Este Gobierno no puede seguir así

Sánchez tiene que poner coherencia

Fernando Jáuregui 08:59 • 27 abr. 2022

Uno de los hitos más importantes que España ha de afrontar en su política exterior, de defensa y hasta nacional, se centra en la Asamblea de la OTAN a celebrar en Madrid a finales de junio. Los mandatarios occidentales más importantes, comenzando por el presidente Biden, estarán en la capital española en uno de los momentos más difíciles para la estabilidad mundial gracias la invasión de Ucrania por un líder tan absolutamente inaceptable para las reglas de la democracia y la paz como Putin. Pues ahora resulta que una parte del Gobierno que alienta esa ‘cumbre’, y tanto espera de la misma para reforzar la posición internacional de España, se opone a ella.


La presencia de Unidas Podemos en el Ejecutivo español se hace ya insostenible. Prácticamente cada paso que da el ‘equipo de Pedro Sánchez’ (ya casi mejor llamarlo así que Gobierno como tal), se encuentra con el rechazo frontal no de la oposición, que está de acuerdo con el atlantismo, con la Monarquía y hasta con las actuaciones del CNI, sino de los representantes de Unidas Podemos. Y de los otros ‘aliados’ que sostienen hasta ahora al Ejecutivo.


La OTAN, la Monarquía -ahora que Felipe VI ha decidido hacer público su patrimonio, sin comunicarlo a los partidos independentistas, vuelve a reproducirse la gran discrepancia interna-, la posición en Marruecos que nos aleja del Frente Polisario, han sido hitos recientes en las discrepancias internas en el elenco ‘sanchista’. Ahora, la ‘guerra del espionaje’ a los independentistas catalanes, presuntamente a cargo del CNI, nos ofrece una paradoja de paradojas: los aliados de Pedro Sánchez atacan este control, que definen como ilegal y escandaloso, mientras que la oposición de la derecha aplaude que los servicios secretos controlen los pasos de los ‘enemigos del Estado’, es decir, los independentistas.



Las contradicciones empiezan a ser demasiadas. No basta con que las ministras Montero (Irene) y Belarra o el titular de Consumo, Alberto Garzón, no toquen bola en los asuntos verdaderamente de Estado, lo que, por cierto, incluye las medidas económicas, que a ver quién las respalda este jueves en el Parlamento cuando el Ejecutivo las presente. Sobre todo, después de la batalla parlamentaria que se prevé este miércoles, a cuenta precisamente del ‘espionaje’, en la sesión de control al Gobierno.
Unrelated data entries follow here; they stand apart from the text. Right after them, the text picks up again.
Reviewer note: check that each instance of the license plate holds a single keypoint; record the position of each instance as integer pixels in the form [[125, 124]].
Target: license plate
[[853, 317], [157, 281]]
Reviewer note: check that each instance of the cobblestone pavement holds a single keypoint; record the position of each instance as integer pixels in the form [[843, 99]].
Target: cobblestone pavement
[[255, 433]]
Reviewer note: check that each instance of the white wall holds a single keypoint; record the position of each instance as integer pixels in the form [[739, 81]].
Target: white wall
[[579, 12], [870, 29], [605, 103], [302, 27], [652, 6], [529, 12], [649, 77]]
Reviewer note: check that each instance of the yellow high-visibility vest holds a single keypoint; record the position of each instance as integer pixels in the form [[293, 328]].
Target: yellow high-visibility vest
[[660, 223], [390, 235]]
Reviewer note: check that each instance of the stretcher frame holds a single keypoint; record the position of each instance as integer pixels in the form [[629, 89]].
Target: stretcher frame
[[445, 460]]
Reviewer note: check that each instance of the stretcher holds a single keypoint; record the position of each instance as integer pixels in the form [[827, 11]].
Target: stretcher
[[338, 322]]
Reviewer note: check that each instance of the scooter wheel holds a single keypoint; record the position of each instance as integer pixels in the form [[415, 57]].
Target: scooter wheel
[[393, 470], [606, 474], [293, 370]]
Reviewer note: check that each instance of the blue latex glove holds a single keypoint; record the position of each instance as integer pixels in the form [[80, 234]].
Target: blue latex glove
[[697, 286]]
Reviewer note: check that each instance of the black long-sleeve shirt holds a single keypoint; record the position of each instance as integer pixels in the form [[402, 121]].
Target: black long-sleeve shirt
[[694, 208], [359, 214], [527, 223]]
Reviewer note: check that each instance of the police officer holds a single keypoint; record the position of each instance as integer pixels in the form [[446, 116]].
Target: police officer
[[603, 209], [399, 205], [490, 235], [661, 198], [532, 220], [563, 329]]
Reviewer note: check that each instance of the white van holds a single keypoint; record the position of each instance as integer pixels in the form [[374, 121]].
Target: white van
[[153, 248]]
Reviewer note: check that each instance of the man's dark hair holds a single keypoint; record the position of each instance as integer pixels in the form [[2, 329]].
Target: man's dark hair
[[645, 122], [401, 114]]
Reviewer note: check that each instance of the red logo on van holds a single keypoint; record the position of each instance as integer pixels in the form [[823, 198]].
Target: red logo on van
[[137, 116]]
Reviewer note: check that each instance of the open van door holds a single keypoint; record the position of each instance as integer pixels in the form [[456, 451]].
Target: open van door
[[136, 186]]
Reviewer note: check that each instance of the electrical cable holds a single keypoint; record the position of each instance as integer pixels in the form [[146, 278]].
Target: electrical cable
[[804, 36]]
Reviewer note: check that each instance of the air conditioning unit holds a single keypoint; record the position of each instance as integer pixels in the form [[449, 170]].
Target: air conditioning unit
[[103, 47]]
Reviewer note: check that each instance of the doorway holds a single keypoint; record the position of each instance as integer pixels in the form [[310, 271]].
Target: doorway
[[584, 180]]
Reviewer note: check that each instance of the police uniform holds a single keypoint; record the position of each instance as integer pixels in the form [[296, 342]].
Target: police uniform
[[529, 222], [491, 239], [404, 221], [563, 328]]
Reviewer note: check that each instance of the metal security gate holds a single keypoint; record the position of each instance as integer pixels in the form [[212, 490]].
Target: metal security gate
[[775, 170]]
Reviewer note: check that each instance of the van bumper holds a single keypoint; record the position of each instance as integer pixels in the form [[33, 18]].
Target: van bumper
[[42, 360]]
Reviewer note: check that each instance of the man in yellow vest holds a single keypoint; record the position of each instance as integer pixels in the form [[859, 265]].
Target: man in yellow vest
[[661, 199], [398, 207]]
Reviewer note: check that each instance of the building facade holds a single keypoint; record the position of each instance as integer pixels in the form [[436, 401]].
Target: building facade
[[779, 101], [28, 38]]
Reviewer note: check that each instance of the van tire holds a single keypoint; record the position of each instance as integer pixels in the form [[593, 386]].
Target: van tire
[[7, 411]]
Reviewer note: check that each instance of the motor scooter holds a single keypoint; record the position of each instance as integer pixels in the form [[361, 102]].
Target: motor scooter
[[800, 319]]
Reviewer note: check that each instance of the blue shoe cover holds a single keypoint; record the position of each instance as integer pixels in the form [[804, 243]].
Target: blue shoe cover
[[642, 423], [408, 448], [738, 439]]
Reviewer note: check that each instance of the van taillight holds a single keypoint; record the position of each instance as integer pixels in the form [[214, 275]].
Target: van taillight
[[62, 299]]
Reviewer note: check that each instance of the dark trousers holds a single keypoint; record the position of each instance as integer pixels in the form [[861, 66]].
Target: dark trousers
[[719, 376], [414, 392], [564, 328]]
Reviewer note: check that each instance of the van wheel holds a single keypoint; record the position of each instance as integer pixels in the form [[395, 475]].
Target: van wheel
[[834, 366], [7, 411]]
Van a ser dos días movidos en la sede del Legislativo, ya verán.


Cuando la oposición respalda -aunque sea absteniéndose_determinadas medidas del Gobierno, e incluyo aquí el decreto de medidas económicas ‘anti-guerra’, y los aliados del Gobierno las ponen en cuestión, es que algo muy raro está pasando aquí. Resumiendo, que Sánchez tiene que poner coherencia en su Gobierno, que sospecho que no es bien comprendido en la mayor parte de las cancillerías europeas, por no mencionar a los Estados Unidos.



Sánchez y sus ministros ‘importantes’ tienen que definir bien la política exterior, la de defensa, la económica, la institucional. Cada vez se apoya más el presidente en figuras como Bolaños, Robles, Calviño o Escrivá. La vicepresidenta Yolanda Díaz, una figura sin duda estimada y estimable, tendrá que tomar una decisión: o las filas en declive de Podemos, o unir de alguna manera su destino, y sus proyectos de plataforma ‘de izquierda’, a la mayoría socialista de Sánchez.


Ambos, Sánchez y Díaz, tiene que decantarse y queda poco: Europa espera los planes económicos, el mundo occidental aguarda una definición estratégica que se plasmará en Madrid en la ‘cumbre’ más importante en la historia de la OTAN. Los españoles ansiamos soluciones a los problemas territorial, institucional y del futuro de la democracia en general. Eso solamente lo puede garantizar un Gobierno que ofrezca una sensación de unidad, de profesionalidad  -algunas ministras no pueden dar una imagen más completa de amateurismo_ y de verdadero consenso social. Hay que decirlo de nuevo: es urgente reeditar algo parecido a aquellos pactos de La Moncloa, llámense ahora como se llamen. Y no será dando el Gobierno la callada por respuesta cuando el nuevo líder de la oposición le envía sus propuestas, como todo esto se logre.